The World is Flat: A Brief History of the Twenty-First Century by Thomas L. Friedman



The World is Flat: A Brief History of the Twenty-First Century
Thomas L. Friedman
(Farrar, Straus and Giroux, New York: 2006)

Expanded and revised version, 2006; original edition, 2005.

READ: January 2007 (unfinished)

All you need to know about this book is summarized thus: Ugh.

For those of you who feel that isn't an adequate review, read on:

I was looking forward to reading this book. It had been recommended to me by a few people, and I kept seeing it at bookstores - even those bookstores that only sell a handful of English-language books. But the fact it was alongside Danielle Steele and Da Vinci's Code* should have tipped me off.

I made it through 300-some pages, so 2/3 of the way through, before I decided enough was enough, that I had much more worthy books on my shelf, and I wasn't going to read it anymore. The problem was, I didn't like the book from about page 5! I was giving Friedman the benefit of the doubt. I thought he might change! Alas, I can be too patient of a reader sometimes.

Friedman is a columnist at the New York Times and I guess his The Lexus and the Olive Tree is considered (by some, at least) to be the definitive work on the Middle East. Well, all I can say is that I hope it is better-researched and more critical than The World is Flat. This book reads like a long, lengthy, never-ending magazine article. And, with all due respect to magazine writers, here we have an incredibly BAD magazine article. He has lengthy quotes from various players in the global market, but they are all CEOs and other people who have already bought into the "flat world" way of thinking. In other words, Friedman seems to have only spoken to people who already agree with his thesis. That just doesn't "do it" for me.

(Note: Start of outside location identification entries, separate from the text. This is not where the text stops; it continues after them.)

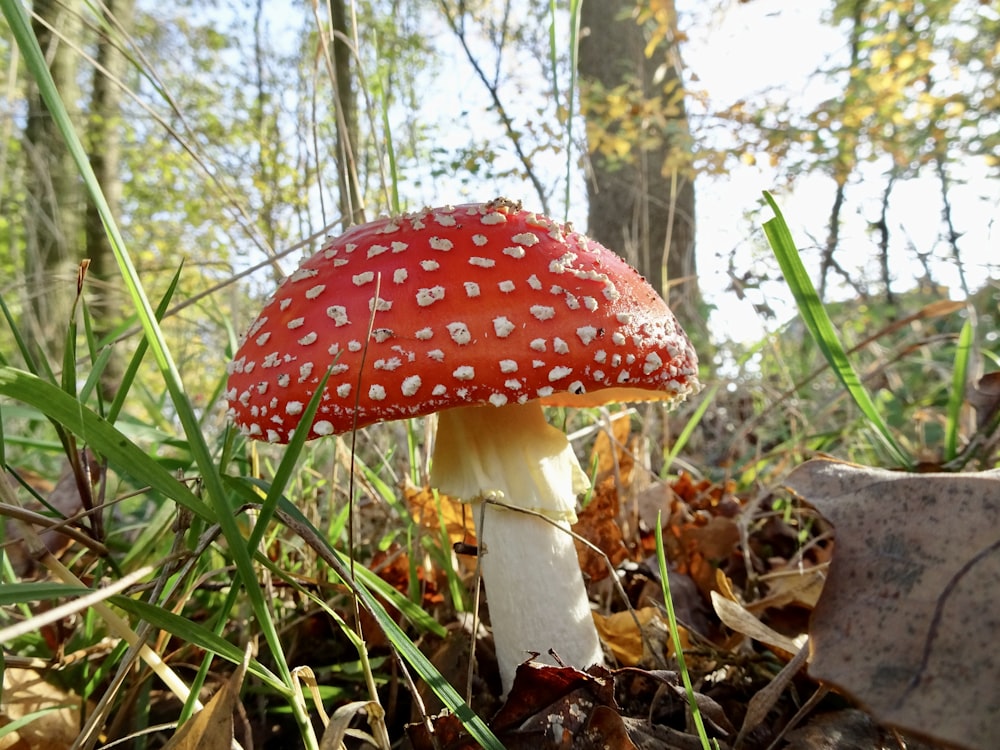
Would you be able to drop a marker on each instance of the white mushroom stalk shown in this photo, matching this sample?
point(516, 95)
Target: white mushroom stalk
point(537, 598)
point(483, 312)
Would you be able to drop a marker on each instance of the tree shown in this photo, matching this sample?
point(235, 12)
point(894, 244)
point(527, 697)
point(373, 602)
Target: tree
point(104, 135)
point(53, 192)
point(640, 182)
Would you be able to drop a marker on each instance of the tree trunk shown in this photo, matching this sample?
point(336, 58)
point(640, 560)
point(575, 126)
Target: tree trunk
point(351, 206)
point(642, 205)
point(104, 136)
point(54, 192)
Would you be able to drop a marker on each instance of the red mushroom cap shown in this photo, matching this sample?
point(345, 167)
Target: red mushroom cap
point(476, 304)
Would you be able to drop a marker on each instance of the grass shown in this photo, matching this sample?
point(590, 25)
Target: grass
point(211, 546)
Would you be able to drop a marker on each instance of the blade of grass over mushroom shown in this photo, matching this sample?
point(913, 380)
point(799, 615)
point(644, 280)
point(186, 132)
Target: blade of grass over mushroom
point(821, 328)
point(286, 468)
point(34, 59)
point(401, 642)
point(675, 636)
point(956, 397)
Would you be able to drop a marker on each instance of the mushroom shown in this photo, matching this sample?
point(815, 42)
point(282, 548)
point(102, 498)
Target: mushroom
point(484, 313)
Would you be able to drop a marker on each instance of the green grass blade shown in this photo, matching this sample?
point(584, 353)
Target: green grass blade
point(123, 455)
point(25, 593)
point(821, 328)
point(675, 635)
point(402, 643)
point(18, 21)
point(196, 635)
point(956, 398)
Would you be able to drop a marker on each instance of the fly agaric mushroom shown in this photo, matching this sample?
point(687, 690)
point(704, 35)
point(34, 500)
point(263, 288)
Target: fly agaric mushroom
point(482, 312)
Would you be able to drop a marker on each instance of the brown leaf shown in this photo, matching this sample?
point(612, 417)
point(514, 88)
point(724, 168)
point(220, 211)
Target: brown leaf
point(430, 509)
point(618, 632)
point(57, 713)
point(596, 523)
point(908, 619)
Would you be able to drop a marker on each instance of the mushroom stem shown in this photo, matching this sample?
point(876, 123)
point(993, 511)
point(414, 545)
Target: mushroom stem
point(535, 591)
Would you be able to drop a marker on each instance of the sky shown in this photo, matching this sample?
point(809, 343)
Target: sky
point(738, 51)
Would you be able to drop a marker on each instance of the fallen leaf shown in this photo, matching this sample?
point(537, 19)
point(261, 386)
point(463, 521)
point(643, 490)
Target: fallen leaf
point(598, 525)
point(56, 722)
point(908, 619)
point(620, 633)
point(736, 617)
point(430, 509)
point(213, 725)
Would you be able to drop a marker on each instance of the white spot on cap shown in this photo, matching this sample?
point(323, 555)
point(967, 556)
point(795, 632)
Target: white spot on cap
point(411, 385)
point(653, 363)
point(303, 273)
point(503, 326)
point(493, 217)
point(390, 364)
point(428, 296)
point(459, 333)
point(586, 334)
point(257, 325)
point(543, 312)
point(338, 314)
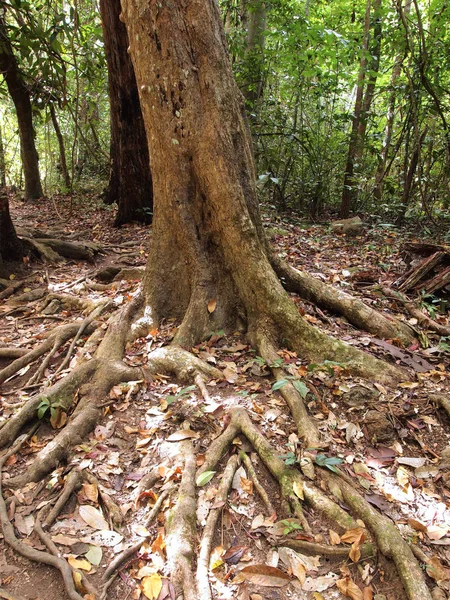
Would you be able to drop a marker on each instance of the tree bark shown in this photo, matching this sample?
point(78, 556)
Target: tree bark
point(208, 265)
point(62, 149)
point(130, 181)
point(254, 52)
point(2, 161)
point(10, 245)
point(363, 102)
point(20, 95)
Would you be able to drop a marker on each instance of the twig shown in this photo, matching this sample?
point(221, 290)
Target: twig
point(204, 591)
point(259, 488)
point(123, 556)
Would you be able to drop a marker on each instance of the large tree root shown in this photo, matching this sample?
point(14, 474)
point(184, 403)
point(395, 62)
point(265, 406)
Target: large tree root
point(388, 538)
point(354, 310)
point(21, 548)
point(423, 319)
point(57, 338)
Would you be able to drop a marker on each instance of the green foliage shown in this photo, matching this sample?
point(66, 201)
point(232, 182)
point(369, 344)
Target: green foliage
point(46, 406)
point(329, 462)
point(183, 392)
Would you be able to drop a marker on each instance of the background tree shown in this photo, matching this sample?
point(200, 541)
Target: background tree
point(21, 97)
point(130, 182)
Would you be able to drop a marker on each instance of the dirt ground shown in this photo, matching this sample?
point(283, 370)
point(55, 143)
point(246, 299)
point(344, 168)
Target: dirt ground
point(393, 443)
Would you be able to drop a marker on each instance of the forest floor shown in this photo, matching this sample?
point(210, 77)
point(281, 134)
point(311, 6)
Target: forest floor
point(392, 442)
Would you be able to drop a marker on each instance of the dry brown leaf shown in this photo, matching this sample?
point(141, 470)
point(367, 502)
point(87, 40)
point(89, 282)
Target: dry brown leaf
point(349, 588)
point(93, 517)
point(335, 538)
point(90, 491)
point(355, 552)
point(358, 534)
point(79, 563)
point(265, 576)
point(182, 434)
point(436, 570)
point(151, 586)
point(212, 305)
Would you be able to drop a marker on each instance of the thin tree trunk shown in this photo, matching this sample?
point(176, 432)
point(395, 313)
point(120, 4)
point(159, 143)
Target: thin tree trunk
point(2, 161)
point(363, 102)
point(409, 180)
point(10, 245)
point(62, 150)
point(21, 98)
point(390, 117)
point(254, 60)
point(130, 181)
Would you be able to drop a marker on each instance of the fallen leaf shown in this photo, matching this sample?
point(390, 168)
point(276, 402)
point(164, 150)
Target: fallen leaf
point(212, 305)
point(151, 586)
point(265, 576)
point(93, 517)
point(205, 477)
point(349, 588)
point(298, 489)
point(182, 434)
point(335, 538)
point(79, 563)
point(94, 555)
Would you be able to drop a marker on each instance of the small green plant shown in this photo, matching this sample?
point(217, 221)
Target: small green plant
point(183, 392)
point(327, 365)
point(47, 406)
point(289, 458)
point(444, 344)
point(329, 462)
point(290, 526)
point(299, 385)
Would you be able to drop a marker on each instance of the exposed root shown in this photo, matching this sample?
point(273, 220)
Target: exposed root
point(442, 401)
point(58, 337)
point(62, 393)
point(128, 552)
point(21, 548)
point(259, 488)
point(338, 552)
point(83, 327)
point(73, 482)
point(113, 510)
point(13, 352)
point(172, 360)
point(181, 528)
point(204, 590)
point(288, 478)
point(423, 319)
point(354, 310)
point(389, 541)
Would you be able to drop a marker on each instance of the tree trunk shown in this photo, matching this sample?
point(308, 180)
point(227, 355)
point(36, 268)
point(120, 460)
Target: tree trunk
point(363, 103)
point(208, 265)
point(2, 161)
point(388, 130)
point(21, 98)
point(130, 181)
point(62, 150)
point(254, 59)
point(10, 245)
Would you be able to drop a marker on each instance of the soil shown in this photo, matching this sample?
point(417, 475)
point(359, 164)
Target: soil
point(369, 427)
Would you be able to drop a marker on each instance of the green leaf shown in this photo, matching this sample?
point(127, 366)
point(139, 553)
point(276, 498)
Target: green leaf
point(204, 478)
point(301, 388)
point(279, 384)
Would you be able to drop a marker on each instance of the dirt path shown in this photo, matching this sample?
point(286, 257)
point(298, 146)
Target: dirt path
point(392, 442)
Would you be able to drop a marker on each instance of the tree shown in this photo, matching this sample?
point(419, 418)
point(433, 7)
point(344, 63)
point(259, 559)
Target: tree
point(365, 89)
point(21, 97)
point(130, 181)
point(210, 268)
point(10, 245)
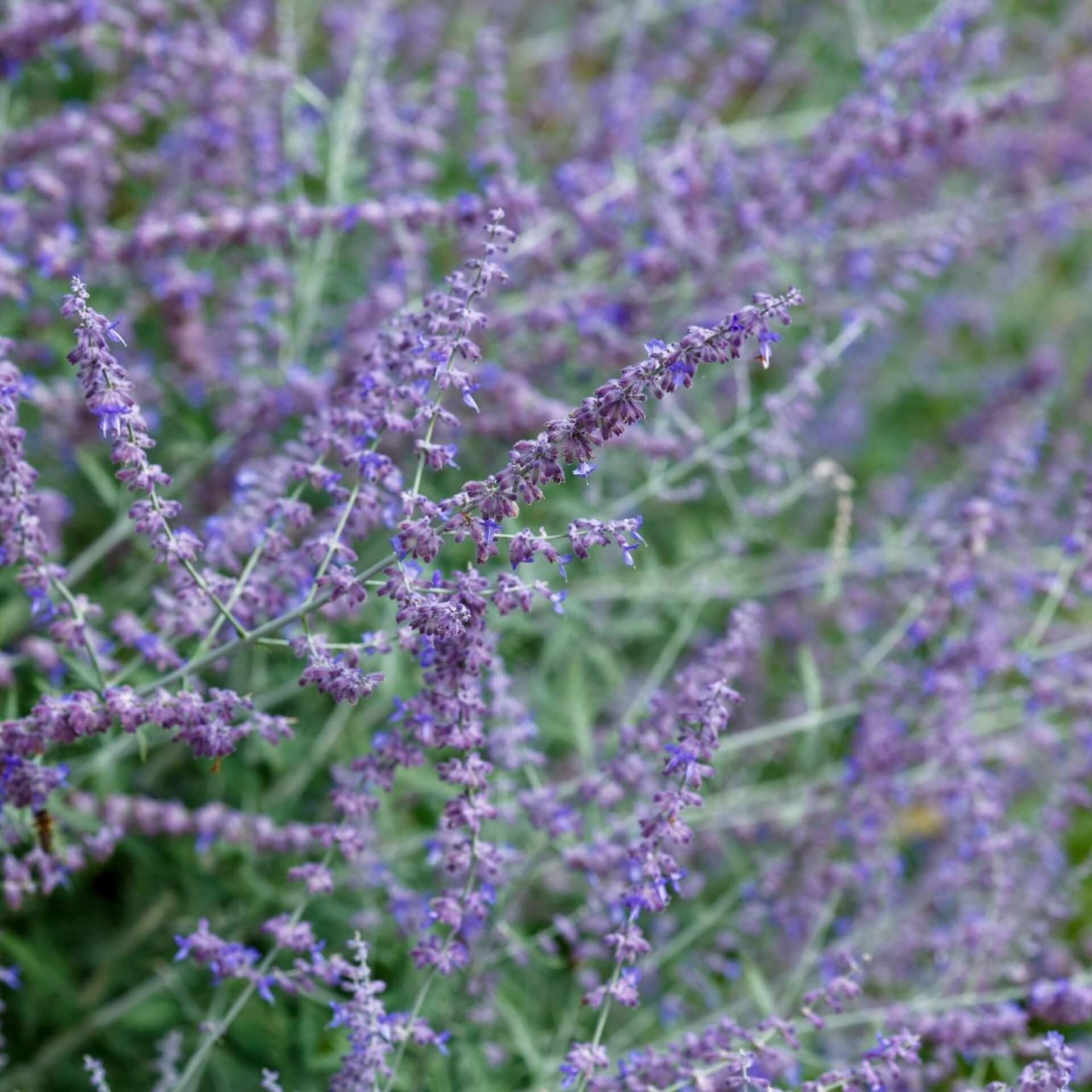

I need to start reading with sticky-tabs handy. There were many sentences and paragraphs that made me snort derisively, and I wish I could find one now to share with you. The amount of times Friedman pointed something out that was either blatantly obvious or blatantly one-sided just made me cringe. What? He's going to spend another 550 pages telling me businesses need to go global, that they can't do it all themselves and remain economically efficient? Tell me something I don't know. Or at least, tell me in a way that could possibly garner some debate. Maybe - here's a radical idea - maybe tell me what an anti-globalization activist thinks of his "flat world" inevitability. How about those countries who have yet been unable to jump onto the globalization bandwagon (for ex., swathes of Africa)? Oh, the world exists only of the United States, India, China and Bangladesh. I see. Am I really supposed to swallow the line that outsourcing American accounting to Indian accountants is good for everyone because now Indian accountants can stay in India and be employed (the fact that the Indian wage is a fraction of the American wage is discussed no further by Friedman other than as a statement of fact) while the American accountant can exercise his true talents of more complicated accounting (ie., rather than just straightening out Friedman's taxes once a year, he can sit down with Friedman and figure out how to best shelter Friedman's income from taxes). How about paying a bit of lip service to the other side of the coin? Isn't that what journalism should be about??? No, Friedman has already written off anyone who doesn't see globalization as the future. And that's just lazy writing, as far as I'm concerned.

If anyone knows a good book on globalization, please let me know. But this sure ain't it. Keep your $17 (what I wasted on it).

* OK, I'm sure Da Vinci's Code is a good book and shouldn't be tossed in with Danielle Steele. But it's just disgustingly everywhere!!!

1 comment:

strasmark said...

Hey, I never read over here enough. Let me hasten to assure you that the Da Vinci Code is not a good book. It is a very, very un-good book. Doubleplus un-good. I won't hijack your post to say why, but let me just say the shade of red that rises before my eyes at the mention of Dan Brown is of a deeper and more scarlet hue than that which obscures my vision at the thought of Ondaatje (I'm also avoiding commenting on your English Patient posting, except to say that In the Skin of a Lion did nothing for me either).